Published Fri Apr 24 2026 08:00:00 GMT+0800 (中国标准时间)

case studyeducationpromo dayload test

Case · An online-edu promo day with 50× traffic — engineering notes

A coding-education company handled 120k conversations in 24 hours during 618 sale, AI deflection 81%. How engineering pre-tested, rate-limited, degraded gracefully.

Background#

Business: adult online coding education
Avg monthly conversations: ~25k
618 promo day: ~120k (48× normal)
Team: 12 support agents + 2 engineers
Stack: Chatwoot + Dify + FastGPT + n8n (an instance of the education industry playbook)

System runs fine normally; promo days blow up.
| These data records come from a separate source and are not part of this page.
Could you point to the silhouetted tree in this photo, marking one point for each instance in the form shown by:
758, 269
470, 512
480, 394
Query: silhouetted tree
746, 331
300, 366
Past lessons:

2024 June: support system down 4 hours
2025 Nov: Dify retrieval latency 200ms → 8s
2025 June: human agents pile up; avg response 40 minutes

For the first AI-powered promo day, targets:

AI deflection > 70%
First response stable < 5s
Zero downtime
Human handoff < 30%

6-week prep#

Week 1 — baseline load test#

Locust simulating users:

Concurrent	Holds?
500	✓
1,000	✓
2,000	⚠ FRT 5s
5,000	✗ Dify worker OOM
10,000	✗ Postgres connections exhausted

Target: stable at 10,000 concurrent.

Week 2 — infra scale#

Chatwoot: 1 node → 3 nodes (K8s HPA)
Dify workers: 2 → 12 replicas
Postgres: 8C/16G + PgBouncer
Redis: 16GB
Front with Cloudflare (CDN + Turnstile)

Week 3 — KB refactor#

Normal KB is 800+ FAQs; promo introduces “flash sales,” “group buying,” “promo codes.”

Added 200+ promo-specific FAQs
Eval-set regression: MRR@5 0.87 → 0.91
Add “no match → template reply + handoff” fallback

Week 4 — degradation plan#

3-tier degradation:

Trigger	Action
Dify QPS > 80	Switch to DeepSeek-V3 (cheaper than Qwen-72B)
Dify QPS > 150	Enable hot-FAQ cache (Redis top-100)
Dify QPS > 250	Fall back to AnythingLLM (slightly lower quality, never down)

Each tier has automatic alert + human-confirmed activation.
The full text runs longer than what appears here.